Smith kept signing and smiling. A man asked how Smith's girl friend, Kerry, is doing running track at Xavier. A lady holding a baby wanted him to sign the kid's new Bengals jumper. A kid in a T-Shirt congratulated him on Sunday's interception.

"I like doing this stuff," Smith said. "These are the people that come watch us play."

Rich Ollier offered to stay and go through some more pictures Smith might like to keep.

When he went through the line, Ollier, a season ticket holder from Green Hills since 1987, gave him a couple of pictures he shot from his end-zone seat against the Bears.

One photo showed Smith in an unflattering position. But Ollier assured him, "The ref threw the flag for holding right after I took the picture. Sorry about that."

"No problem," Smith said. "Preciate it. How did you get them so big?"

When Smith went back to signing, someone told Ollier he's had tickets since the year they drafted another sack artist in the first round. Jason Buck.

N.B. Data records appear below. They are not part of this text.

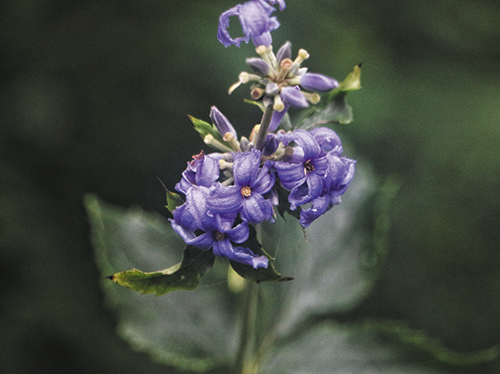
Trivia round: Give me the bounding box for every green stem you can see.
[255,105,274,151]
[236,282,259,374]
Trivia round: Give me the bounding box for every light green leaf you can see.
[259,165,377,335]
[110,246,215,296]
[85,195,238,372]
[299,65,361,128]
[262,322,451,374]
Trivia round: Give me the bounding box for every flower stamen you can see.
[240,186,252,197]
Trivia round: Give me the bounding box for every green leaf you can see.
[166,190,184,213]
[84,195,238,372]
[261,321,451,374]
[258,164,377,335]
[299,64,361,128]
[110,246,215,296]
[230,226,293,283]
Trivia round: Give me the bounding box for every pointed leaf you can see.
[85,195,238,372]
[110,246,215,296]
[258,164,376,335]
[300,64,361,129]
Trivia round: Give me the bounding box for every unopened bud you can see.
[245,57,269,77]
[300,73,339,92]
[276,42,292,64]
[266,82,280,96]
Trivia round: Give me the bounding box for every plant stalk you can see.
[255,105,274,151]
[236,282,259,374]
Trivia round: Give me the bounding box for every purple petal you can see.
[224,222,249,244]
[207,183,243,213]
[233,148,261,187]
[241,193,273,224]
[274,162,306,190]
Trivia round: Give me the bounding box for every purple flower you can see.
[299,152,356,228]
[217,0,286,47]
[274,129,328,210]
[207,148,275,224]
[175,151,220,194]
[170,187,269,269]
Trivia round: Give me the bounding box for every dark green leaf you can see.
[110,246,215,296]
[166,190,184,213]
[262,322,452,374]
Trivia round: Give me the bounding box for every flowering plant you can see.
[77,0,464,374]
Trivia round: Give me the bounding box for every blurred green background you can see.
[0,0,500,374]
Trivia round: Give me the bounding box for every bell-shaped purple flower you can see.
[217,0,285,47]
[274,129,328,210]
[207,148,276,224]
[175,151,221,195]
[170,187,269,269]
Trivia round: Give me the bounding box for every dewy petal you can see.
[217,0,286,47]
[207,183,243,214]
[173,186,210,231]
[288,173,324,210]
[267,0,286,11]
[239,0,280,47]
[250,161,276,195]
[300,73,339,92]
[233,148,261,187]
[274,162,306,190]
[281,86,309,108]
[224,222,250,244]
[241,193,273,224]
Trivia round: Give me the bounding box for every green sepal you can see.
[298,64,361,129]
[109,246,215,296]
[322,64,361,125]
[229,226,293,283]
[188,115,231,149]
[165,190,184,213]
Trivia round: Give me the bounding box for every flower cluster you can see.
[170,0,355,269]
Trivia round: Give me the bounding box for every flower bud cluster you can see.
[229,42,339,131]
[170,0,356,269]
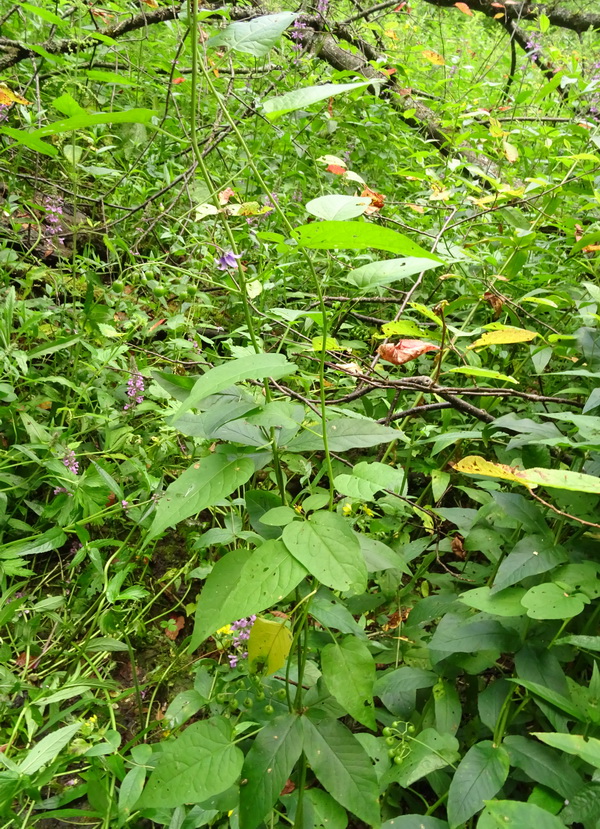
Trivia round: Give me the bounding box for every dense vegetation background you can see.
[0,0,600,829]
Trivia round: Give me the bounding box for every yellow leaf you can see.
[248,618,292,674]
[421,49,446,66]
[0,83,29,106]
[502,141,519,164]
[453,455,535,487]
[467,328,538,348]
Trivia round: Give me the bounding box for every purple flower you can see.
[123,371,146,411]
[217,250,242,271]
[63,449,79,475]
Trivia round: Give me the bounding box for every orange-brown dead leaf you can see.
[377,340,440,366]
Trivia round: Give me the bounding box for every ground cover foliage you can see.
[0,0,600,829]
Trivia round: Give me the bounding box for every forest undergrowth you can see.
[0,0,600,829]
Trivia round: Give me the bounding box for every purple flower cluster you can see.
[228,616,256,668]
[525,32,542,61]
[123,371,146,411]
[44,196,65,247]
[217,250,242,271]
[61,449,79,476]
[290,20,308,52]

"He's not Jason Buck. Jason Buck was a flop," Ollier said. "(Smith) has made big plays in every game he's been in, including his first one. I love the way he plays. He's all over the field. I wish they would play him more. I don't think they play him enough."

Ollier is another fan who would rather talk football than politics.

"I blame the agent as far as that goes and not the player," Ollier said. "I'm behind him 100 percent. I'm excited he's here."

As Smith left the pro shop and walked through the cool of the stadium back to the locker room, he agreed. The hot days of August were long gone. And he said nearly the same words he said back then.

"When you play well and win," Smith said. "Everything is good."